There’s been a lot of talk about us Trots, rabble, dogs and our membership of a mass social movement. I’m using ‘we’ because it’s only in the last week that I’ve officially joined Momentum, so I’m still an excitable newbie. I joined shortly after renewing my membership of the Labour party itself. I only joined Labour to vote for Jeremy Corbyn in his first leadership election (despite having been a socialist all my life), and I wouldn’t have renewed if he hadn’t been on the ballot paper this time. I’m the type of person who only joins things if I think it’s really necessary.
And now, I feel, it’s really necessary to join, and be part of what’s been derogatively termed a ‘mass social movement’.
Why? Well, it was summed up for me in a TV interview that other day. I overheard (because I no longer actively seek to listen to MSM) an interviewer asking someone if it was more important for Labour to be electable or to be a mass protest movement. This dichotomy in itself enraged me. What is democracy if a mass movement, something that people want to join and embrace, has little impact on electability? If Owen Smith, whose views are either borrowed from Jeremy Corbyn or Ed Milliband, and have the internal coherence you would expect from that mix, is deemed ‘electable’ by the Westminster literati; whilst someone who can draw crowds so large that he regularly has to do a second, outdoor gig, is regarded as a joke by some in his own party, and regularly deemed ‘unelectable.’

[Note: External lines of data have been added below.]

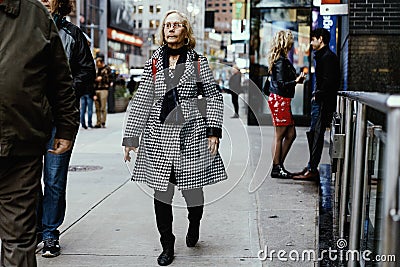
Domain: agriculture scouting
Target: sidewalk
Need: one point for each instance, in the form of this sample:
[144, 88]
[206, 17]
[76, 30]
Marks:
[110, 220]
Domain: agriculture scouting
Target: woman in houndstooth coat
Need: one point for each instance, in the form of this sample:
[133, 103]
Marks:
[175, 143]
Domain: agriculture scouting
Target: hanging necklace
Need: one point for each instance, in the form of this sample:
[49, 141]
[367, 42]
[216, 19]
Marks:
[172, 61]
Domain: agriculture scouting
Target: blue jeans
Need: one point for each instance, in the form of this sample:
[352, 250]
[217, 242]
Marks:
[316, 134]
[86, 101]
[55, 172]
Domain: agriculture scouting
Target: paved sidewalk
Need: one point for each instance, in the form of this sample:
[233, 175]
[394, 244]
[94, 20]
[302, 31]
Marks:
[110, 220]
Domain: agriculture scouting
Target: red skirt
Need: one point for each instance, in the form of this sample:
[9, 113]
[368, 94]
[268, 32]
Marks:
[281, 111]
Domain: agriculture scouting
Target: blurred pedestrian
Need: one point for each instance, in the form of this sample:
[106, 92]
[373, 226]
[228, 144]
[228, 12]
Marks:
[102, 85]
[178, 147]
[323, 102]
[36, 94]
[55, 167]
[235, 88]
[282, 89]
[131, 85]
[88, 95]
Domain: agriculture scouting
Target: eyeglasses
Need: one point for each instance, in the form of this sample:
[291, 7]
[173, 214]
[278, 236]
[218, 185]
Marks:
[173, 25]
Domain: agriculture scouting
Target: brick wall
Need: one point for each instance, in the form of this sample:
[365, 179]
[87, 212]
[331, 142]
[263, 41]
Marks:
[373, 56]
[374, 63]
[374, 17]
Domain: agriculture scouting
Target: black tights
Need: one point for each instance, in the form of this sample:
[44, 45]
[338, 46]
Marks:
[163, 209]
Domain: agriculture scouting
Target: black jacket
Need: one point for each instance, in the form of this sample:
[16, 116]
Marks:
[283, 78]
[327, 74]
[35, 81]
[79, 56]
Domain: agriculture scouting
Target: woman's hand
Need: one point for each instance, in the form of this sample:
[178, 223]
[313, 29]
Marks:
[213, 144]
[127, 157]
[301, 78]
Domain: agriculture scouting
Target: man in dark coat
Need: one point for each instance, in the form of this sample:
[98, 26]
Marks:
[35, 95]
[55, 169]
[323, 102]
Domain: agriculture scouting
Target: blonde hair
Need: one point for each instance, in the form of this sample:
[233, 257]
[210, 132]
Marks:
[281, 44]
[189, 30]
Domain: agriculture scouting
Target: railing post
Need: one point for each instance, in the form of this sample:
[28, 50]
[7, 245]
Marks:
[391, 210]
[358, 181]
[346, 167]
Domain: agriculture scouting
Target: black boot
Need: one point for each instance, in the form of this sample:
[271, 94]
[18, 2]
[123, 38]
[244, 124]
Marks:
[192, 235]
[167, 255]
[278, 171]
[195, 214]
[164, 224]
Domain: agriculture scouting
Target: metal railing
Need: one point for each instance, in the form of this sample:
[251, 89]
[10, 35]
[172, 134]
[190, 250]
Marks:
[367, 177]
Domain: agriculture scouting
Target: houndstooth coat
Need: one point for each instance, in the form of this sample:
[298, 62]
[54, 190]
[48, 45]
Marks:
[183, 147]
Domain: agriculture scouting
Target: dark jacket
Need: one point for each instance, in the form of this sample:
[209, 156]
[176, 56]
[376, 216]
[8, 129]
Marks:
[80, 58]
[283, 78]
[327, 73]
[35, 81]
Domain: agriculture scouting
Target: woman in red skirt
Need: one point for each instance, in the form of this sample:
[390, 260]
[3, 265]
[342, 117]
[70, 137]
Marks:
[282, 88]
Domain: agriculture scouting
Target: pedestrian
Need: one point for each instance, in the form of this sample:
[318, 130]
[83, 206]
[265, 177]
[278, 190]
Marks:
[102, 85]
[131, 85]
[323, 102]
[87, 104]
[55, 167]
[178, 147]
[36, 94]
[235, 88]
[282, 89]
[88, 95]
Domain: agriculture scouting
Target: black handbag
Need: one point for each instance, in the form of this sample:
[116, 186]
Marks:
[171, 111]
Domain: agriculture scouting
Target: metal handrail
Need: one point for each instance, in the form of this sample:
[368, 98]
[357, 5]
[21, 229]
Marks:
[378, 101]
[390, 105]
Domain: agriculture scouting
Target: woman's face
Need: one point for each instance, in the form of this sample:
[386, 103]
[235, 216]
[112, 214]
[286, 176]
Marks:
[174, 31]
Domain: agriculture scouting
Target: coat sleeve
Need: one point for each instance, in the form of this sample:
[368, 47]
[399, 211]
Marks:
[215, 104]
[59, 90]
[139, 109]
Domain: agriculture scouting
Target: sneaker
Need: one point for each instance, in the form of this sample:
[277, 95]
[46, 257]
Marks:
[51, 248]
[279, 171]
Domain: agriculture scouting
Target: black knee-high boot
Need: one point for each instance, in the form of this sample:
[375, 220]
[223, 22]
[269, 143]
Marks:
[195, 204]
[194, 216]
[164, 220]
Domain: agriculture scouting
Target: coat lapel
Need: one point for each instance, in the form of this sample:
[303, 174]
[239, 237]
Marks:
[188, 74]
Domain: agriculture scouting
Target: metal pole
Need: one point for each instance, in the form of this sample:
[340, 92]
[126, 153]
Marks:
[346, 167]
[92, 37]
[339, 167]
[356, 207]
[389, 244]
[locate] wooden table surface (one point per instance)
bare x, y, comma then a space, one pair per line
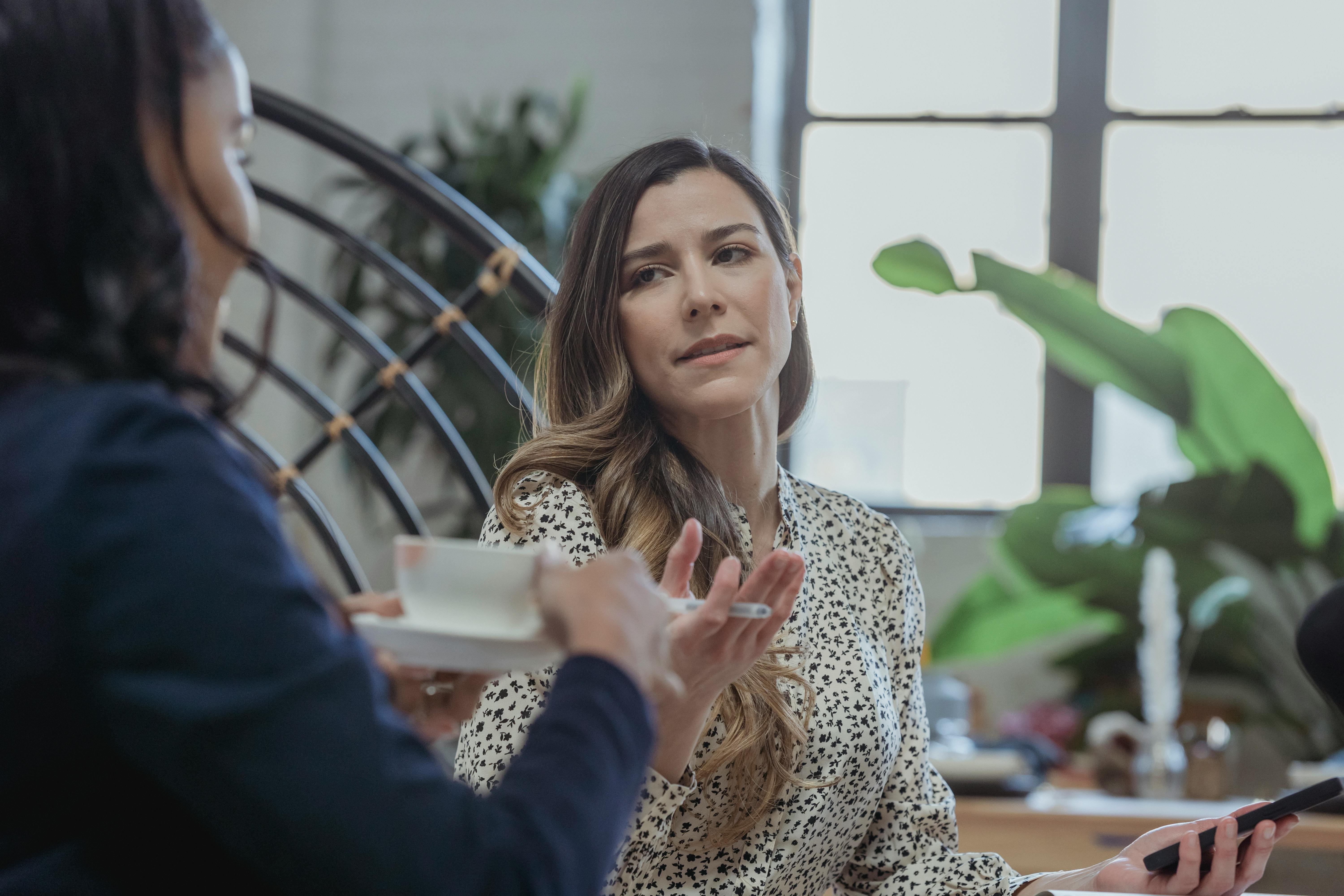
1060, 838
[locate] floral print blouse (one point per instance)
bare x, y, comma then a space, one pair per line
888, 828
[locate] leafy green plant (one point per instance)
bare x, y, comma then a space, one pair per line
509, 162
1255, 532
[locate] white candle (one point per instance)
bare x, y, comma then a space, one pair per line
1159, 652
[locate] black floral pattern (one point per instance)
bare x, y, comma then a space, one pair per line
886, 827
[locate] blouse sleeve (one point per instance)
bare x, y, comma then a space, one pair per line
911, 848
497, 733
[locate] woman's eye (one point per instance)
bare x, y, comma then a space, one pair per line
648, 276
730, 254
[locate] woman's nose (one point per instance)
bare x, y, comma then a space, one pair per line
701, 297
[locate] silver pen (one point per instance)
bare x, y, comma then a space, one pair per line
737, 610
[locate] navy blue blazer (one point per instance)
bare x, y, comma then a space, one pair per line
181, 714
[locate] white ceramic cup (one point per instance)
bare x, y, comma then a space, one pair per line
458, 586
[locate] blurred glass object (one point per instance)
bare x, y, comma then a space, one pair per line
1161, 768
1209, 770
954, 57
1202, 56
972, 422
854, 440
948, 706
1247, 221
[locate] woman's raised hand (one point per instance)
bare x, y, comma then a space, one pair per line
712, 649
610, 609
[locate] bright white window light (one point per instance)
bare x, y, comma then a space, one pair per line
952, 57
972, 374
1187, 56
855, 440
1247, 221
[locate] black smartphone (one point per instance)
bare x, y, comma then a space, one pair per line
1169, 858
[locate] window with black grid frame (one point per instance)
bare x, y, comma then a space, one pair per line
1174, 152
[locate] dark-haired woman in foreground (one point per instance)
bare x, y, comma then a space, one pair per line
677, 357
179, 713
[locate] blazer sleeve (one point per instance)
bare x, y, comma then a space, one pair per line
214, 668
911, 847
506, 718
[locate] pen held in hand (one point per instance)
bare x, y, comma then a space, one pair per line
739, 610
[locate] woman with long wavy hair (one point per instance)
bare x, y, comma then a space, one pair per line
796, 760
182, 709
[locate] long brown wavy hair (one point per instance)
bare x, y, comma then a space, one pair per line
604, 435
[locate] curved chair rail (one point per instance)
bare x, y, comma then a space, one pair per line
505, 264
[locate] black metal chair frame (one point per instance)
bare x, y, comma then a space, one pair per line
505, 264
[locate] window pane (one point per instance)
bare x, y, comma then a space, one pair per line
972, 375
955, 57
1247, 221
1212, 54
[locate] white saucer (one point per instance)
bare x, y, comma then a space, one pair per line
439, 649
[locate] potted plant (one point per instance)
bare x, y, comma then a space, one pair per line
1256, 534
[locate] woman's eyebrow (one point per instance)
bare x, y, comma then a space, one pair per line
647, 252
728, 230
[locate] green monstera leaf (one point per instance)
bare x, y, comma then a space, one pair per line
1243, 414
1087, 342
991, 620
916, 265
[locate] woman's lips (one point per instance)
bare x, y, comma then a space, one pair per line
720, 357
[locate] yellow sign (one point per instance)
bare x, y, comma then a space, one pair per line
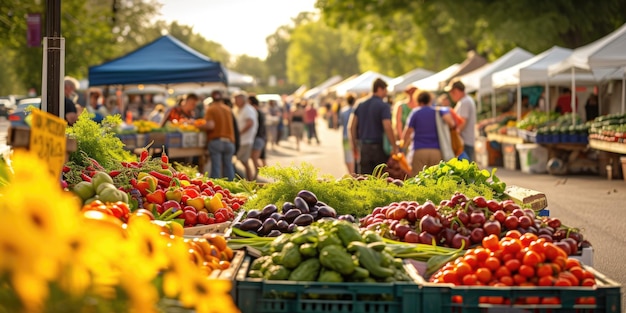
47, 139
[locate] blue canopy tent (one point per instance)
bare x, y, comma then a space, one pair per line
163, 61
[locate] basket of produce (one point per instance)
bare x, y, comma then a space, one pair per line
326, 267
522, 273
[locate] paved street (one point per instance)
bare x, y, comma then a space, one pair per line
591, 203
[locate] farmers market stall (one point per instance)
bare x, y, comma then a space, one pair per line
453, 237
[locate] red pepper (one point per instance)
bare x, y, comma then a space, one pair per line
144, 156
158, 196
163, 184
85, 177
113, 174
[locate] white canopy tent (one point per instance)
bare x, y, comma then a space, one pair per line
319, 89
605, 58
431, 83
400, 83
239, 80
360, 84
479, 80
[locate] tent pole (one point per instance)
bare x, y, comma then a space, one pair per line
519, 101
573, 96
546, 98
493, 103
624, 90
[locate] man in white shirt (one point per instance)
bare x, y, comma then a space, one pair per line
465, 108
247, 121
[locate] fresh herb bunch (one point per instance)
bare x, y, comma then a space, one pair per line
349, 195
98, 141
463, 172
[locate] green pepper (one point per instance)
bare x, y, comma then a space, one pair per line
371, 259
277, 272
337, 259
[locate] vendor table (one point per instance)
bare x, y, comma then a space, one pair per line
501, 138
562, 149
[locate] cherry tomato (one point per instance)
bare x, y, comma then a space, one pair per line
492, 263
483, 275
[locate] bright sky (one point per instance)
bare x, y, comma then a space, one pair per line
240, 26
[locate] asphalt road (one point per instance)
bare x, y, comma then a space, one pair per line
590, 203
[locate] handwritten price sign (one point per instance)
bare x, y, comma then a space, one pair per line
47, 140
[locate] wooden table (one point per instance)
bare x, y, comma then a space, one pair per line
563, 150
614, 147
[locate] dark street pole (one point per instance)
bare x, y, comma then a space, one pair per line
53, 56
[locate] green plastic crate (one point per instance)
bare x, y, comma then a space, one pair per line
255, 295
437, 298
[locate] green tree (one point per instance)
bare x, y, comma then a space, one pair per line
450, 28
93, 33
317, 52
252, 66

We are living through politically and socially turbulent times. There’s a lot of talk about how people are disaffected with politics, and with politicians. That they are turning to ‘extreme’ forms of politics, and charismatic leaders. Often this talk is followed by a list, and Corbyn’s name put alongside Farage, Trump, and other so-called populist politicians. But us ‘Corbynistas’ are different. We are not following because we think Jeremy Corbyn is someone we would like to have a drink with down the pub whilst quietly airing our non-politically correct views about immigration. We are not following because it’s fashionable, or because we don’t normally see the relevance of politics in our lives. We are not following because the leader delights the media by saying things which were until now considered offensive and unspeakable in polite society. We want a return to old Labour-party values, where each person was regarded as equal, and where a mass movement based on sound principles, articulated carefully and in a reasoned way, can challenge mainstream views.
This is how progress has been made in the past. Things change because people come together to create societies where it is acceptable to be different, to have different views, and sometimes for those views to prevail. I want my (Labour) MP to realise that it’s not OK for her to rely on my vote, and then vote with the Tory government when she herself feels that’s it OK. I want her to think about the views of her constituency when using her vote for a party leader, rather than telling me that she herself thinks it’s time we had a woman, so that’s the way she is voting. I want her to send me a regular email, as my MEP has done each month, to explain what she’s doing and how she’s voted, and ask me to get in touch if I’d like to talk about policy. Because that’s not happening, because my vote in a safe Labour seat seems to be being taken for granted, and because I can see many people like myself who want these things to change. That’s why I’ve joined a mass movement.